Lonely Planet has also voted the Grand Chola best business hotel in India which would seem a more apposite accolade. Once ensconced within its marble lined confines, there is literally everything there that any guest could possibly require, from the plethora of Ajit Bangera’s remarkably high standard dining options, ranging from North Indian, Far Eastern and Italian to the showcase Royal Vega vegetarian restaurant, proffering the very best non-carnivorous Indian cuisine in one of the few major cities of the world where meat eaters can feel in a minority, to a whole range of retail and leisure options.
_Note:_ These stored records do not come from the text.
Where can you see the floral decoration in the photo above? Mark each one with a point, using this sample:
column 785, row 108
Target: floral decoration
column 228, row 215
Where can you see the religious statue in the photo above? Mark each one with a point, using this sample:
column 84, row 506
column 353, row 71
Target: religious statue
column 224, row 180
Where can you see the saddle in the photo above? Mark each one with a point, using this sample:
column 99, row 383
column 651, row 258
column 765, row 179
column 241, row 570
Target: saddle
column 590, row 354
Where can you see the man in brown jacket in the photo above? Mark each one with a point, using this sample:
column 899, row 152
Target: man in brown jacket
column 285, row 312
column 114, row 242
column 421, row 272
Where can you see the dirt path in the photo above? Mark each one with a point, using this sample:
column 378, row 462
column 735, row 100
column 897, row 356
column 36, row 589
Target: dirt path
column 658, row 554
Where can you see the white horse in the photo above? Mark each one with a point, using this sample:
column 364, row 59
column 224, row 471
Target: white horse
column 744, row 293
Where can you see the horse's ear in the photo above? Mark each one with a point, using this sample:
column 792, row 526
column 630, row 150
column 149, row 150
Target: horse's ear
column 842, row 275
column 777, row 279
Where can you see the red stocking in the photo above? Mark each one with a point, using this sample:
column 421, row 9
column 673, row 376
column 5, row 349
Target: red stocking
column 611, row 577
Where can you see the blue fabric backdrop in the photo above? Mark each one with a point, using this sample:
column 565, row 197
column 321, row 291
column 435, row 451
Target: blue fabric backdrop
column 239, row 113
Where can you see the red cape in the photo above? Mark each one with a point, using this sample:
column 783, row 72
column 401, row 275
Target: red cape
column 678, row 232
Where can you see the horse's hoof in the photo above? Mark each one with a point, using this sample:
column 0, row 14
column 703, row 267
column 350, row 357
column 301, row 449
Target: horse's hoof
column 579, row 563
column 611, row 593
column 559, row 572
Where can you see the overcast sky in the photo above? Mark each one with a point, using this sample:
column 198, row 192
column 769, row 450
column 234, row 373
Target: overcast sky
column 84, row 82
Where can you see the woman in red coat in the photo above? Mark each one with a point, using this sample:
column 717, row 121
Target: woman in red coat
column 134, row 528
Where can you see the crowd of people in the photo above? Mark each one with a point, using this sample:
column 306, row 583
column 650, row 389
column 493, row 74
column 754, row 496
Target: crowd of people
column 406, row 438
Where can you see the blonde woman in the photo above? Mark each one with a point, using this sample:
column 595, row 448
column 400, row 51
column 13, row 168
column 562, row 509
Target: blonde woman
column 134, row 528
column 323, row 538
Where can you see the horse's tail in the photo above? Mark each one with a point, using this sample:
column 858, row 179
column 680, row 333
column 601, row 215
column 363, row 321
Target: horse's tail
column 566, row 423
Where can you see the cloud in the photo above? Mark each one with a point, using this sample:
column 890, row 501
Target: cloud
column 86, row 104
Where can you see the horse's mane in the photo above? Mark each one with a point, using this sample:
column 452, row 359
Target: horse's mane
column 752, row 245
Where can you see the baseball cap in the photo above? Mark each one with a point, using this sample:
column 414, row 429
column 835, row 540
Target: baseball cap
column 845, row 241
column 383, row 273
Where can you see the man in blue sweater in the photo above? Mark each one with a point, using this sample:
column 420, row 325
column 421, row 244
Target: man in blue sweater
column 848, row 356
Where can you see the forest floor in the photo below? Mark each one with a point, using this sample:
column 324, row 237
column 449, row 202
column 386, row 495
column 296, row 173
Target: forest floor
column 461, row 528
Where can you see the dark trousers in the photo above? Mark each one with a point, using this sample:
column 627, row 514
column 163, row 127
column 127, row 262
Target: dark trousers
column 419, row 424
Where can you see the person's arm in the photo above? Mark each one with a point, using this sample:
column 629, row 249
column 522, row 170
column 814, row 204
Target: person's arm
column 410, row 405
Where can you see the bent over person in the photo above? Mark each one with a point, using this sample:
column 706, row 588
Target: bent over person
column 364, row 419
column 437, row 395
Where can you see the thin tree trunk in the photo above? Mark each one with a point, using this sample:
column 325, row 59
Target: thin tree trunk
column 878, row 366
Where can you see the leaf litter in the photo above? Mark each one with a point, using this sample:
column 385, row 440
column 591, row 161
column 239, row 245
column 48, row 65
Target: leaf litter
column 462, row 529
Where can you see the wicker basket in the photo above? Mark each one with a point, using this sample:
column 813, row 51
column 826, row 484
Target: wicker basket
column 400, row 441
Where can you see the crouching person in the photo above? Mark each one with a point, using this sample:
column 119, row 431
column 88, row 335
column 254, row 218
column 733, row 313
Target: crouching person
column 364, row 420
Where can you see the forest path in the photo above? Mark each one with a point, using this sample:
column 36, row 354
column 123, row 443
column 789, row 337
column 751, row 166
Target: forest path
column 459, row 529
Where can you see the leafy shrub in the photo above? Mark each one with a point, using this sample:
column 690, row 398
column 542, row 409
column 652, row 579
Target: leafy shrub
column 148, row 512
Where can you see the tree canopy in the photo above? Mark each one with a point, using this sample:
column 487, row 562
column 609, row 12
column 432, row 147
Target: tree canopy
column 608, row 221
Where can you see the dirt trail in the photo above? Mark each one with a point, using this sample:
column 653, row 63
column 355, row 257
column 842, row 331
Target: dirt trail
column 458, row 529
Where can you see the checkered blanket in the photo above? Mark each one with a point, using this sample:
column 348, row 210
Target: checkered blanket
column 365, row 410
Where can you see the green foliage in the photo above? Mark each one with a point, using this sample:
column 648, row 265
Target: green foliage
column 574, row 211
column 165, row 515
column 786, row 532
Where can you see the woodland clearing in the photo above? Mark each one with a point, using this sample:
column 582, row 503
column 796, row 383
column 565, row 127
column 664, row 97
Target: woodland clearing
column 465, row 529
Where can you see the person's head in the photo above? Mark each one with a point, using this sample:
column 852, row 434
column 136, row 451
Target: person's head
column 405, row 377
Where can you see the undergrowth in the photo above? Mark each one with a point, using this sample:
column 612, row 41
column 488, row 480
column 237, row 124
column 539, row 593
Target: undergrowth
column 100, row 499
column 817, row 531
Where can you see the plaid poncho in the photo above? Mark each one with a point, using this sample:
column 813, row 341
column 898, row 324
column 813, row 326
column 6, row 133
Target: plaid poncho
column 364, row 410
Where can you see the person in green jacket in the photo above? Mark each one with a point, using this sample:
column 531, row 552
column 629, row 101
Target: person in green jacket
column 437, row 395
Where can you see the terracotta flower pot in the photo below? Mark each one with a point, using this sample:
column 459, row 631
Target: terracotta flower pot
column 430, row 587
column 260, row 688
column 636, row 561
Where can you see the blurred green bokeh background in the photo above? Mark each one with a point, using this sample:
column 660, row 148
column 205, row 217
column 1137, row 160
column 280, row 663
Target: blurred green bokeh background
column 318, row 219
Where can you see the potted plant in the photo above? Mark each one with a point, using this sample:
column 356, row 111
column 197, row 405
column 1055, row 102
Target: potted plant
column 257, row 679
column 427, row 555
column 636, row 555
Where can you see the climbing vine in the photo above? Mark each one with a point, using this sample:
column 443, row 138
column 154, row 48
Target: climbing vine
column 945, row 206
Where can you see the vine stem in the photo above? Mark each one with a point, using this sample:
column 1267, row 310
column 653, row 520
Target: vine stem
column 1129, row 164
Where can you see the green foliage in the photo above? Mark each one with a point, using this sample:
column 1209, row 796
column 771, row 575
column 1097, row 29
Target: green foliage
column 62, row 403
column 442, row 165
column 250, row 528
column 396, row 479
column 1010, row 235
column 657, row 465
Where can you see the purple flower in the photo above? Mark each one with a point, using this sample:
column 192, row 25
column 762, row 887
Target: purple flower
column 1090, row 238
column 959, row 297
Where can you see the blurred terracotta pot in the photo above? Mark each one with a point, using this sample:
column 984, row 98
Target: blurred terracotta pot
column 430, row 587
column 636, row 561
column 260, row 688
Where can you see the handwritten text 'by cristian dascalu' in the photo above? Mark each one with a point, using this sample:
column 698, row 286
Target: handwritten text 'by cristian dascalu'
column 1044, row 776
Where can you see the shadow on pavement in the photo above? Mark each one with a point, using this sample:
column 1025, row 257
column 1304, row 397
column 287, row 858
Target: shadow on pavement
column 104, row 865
Not least Kaya Kalp (rejuvenation of mind, body, and spirit), the Grand Chola’s sumptuously appointed spa. Could there be a more eagerly awaited conclusion to a day spent being burger-flipped between boil-in-a bag humidity one minute and teeth-chattering air con the next, than Kaya Kalp? And yes, that’s right, it is of course rather big, nearly 2200 square metres big in fact, where the massive slabs of marble work as well as anywhere in the hotel, conveying a sleek serenity while you yield to a tamarind and mint coconut body polish or dip a toe into ayervuda with your head succumbing to warm oil poured from a suspended bowl (shirodhara massage), the list of treatments is extensive and the standard of execution, highly professional.
‘Responsible Luxury’ is a recurring watchword at the Grand Chola which claims to be the world’s largest LEED (Leadership in Energy and Environmental Design) platinum-certified hotel – and ITC the world’s greenest luxury hotel chain. Highly commendable achievements for sure, although if the reason I couldn’t access the balcony on my otherwise fabulous hotel suite was to do with air con consumption, I could probably be tempted towards a bit of irresponsible luxury. But that remains a very small issue with a big beast of a hotel, one that manages to score very highly on pretty much all of its luxuriously appointed fronts. The Grand Chola clearly does the business, should business beckon in Chennai.